From Pope Benedict XVI in 2009:

Jesus said to the leper: "Be made clean!". According to the ancient Jewish law (cf. Lv 13-14), leprosy was not only considered a disease but also the most serious form of ritual "impurity". It was the priests' duty to diagnose it and to declare unclean the sick person who had to be isolated from the community and live outside the populated area until his eventual and well-certified recovery. Thus, leprosy constituted a kind of religious and civil death, and its healing a kind of resurrection. It is possible to see leprosy as a symbol of sin, which is the true impurity of heart that can distance us from God. It is not in fact the physical disease of leprosy that separates us from God as the ancient norms supposed but sin, spiritual and moral evil.
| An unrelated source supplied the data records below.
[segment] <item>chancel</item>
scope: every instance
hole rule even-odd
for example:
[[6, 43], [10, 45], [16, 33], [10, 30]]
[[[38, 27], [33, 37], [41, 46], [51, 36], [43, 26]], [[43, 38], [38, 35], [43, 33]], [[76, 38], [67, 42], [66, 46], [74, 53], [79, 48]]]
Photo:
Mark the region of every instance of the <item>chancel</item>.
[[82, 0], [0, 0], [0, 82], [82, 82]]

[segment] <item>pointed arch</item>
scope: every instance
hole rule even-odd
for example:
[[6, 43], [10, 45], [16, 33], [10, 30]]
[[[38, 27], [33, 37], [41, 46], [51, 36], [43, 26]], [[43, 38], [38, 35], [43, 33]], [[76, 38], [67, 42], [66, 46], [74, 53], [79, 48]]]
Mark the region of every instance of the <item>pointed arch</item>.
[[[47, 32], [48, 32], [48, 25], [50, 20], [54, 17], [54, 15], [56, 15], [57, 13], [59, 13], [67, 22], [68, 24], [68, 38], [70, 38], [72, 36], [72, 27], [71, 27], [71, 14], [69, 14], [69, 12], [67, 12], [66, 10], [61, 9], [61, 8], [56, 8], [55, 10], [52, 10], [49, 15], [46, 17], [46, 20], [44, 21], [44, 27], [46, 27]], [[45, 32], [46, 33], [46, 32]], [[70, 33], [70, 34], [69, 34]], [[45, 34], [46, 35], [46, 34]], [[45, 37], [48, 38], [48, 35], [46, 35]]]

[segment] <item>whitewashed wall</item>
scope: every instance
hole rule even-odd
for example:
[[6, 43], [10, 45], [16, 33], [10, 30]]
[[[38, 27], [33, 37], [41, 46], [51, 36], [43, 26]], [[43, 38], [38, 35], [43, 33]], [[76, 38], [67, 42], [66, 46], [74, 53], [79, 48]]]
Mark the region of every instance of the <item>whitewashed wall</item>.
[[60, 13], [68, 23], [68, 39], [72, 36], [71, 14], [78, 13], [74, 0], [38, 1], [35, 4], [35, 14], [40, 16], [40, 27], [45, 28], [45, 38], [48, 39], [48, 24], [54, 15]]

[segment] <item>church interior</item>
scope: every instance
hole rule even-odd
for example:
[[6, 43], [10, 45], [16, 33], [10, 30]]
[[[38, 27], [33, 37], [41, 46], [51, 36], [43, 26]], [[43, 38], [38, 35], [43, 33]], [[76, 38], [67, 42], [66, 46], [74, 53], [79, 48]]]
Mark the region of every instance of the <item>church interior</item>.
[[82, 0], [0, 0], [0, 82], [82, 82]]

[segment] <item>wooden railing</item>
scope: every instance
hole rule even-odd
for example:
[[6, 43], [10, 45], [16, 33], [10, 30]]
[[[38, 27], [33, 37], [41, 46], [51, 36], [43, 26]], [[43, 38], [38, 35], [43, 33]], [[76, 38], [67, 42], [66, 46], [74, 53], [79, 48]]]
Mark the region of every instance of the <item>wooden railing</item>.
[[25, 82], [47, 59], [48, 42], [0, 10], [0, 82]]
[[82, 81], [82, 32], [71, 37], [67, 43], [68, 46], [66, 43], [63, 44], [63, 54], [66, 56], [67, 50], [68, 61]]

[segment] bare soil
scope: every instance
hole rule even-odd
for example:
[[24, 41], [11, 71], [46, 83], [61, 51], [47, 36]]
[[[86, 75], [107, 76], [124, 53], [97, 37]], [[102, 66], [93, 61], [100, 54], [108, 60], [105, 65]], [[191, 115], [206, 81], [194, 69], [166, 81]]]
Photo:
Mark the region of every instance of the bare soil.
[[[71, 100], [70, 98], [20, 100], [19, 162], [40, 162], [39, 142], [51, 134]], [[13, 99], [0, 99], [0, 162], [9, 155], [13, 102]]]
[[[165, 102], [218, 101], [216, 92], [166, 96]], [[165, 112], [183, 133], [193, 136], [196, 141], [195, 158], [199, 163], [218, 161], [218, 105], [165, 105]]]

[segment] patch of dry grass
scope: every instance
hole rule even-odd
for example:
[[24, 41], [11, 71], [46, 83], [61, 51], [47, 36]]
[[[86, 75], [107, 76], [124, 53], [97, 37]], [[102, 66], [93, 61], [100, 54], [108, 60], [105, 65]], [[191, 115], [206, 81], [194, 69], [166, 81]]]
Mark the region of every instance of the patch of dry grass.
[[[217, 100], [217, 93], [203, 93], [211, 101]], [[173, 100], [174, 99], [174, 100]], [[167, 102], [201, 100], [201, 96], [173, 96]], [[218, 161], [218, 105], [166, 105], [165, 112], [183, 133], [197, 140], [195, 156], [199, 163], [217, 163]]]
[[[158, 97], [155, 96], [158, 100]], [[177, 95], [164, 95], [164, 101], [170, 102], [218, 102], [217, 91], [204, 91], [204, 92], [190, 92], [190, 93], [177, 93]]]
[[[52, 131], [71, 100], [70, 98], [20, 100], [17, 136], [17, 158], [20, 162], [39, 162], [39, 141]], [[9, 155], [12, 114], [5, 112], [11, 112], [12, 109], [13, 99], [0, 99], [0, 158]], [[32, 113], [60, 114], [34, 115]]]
This is why the Psalmist exclaims: "Blessed is he whose fault is taken away, / whose sin is covered", and then says, addressing God: "I acknowledged my sin to you, / my guilt I covered not. / I said, "I confess my faults to the Lord' / and you took away the guilt of my sin" (32[31]: 1, 5). The sins that we commit distance us from God and, if we do not humbly confess them, trusting in divine mercy, they will finally bring about the death of the soul. This miracle thus has a strong symbolic value. Jesus, as Isaiah had prophesied, is the Servant of the Lord who "has borne our griefs / and carried our sorrows" (Is 53: 4). In his Passion he will become as a leper, made impure by our sins, separated from God: he will do all this out of love, to obtain for us reconciliation, forgiveness and salvation. In the Sacrament of Penance, the Crucified and Risen Christ purifies us through his ministers with his infinite mercy, restores us to communion with the heavenly Father and with our brothers and makes us a gift of his love, his joy and his peace. [emphasis added]

Read the entire February 15, 2009, Angelus address.

Todd Newbold

Nit pick the vocabulary. The truth is what really offends some people. Jesus never said anything about hundreds of issues, he did say that the second greatest commendent is "Love your neighbor." All anti-Catholism is not about theology, philosophy, morals, ethics -- IT IS ALL ABOUT POLITICS.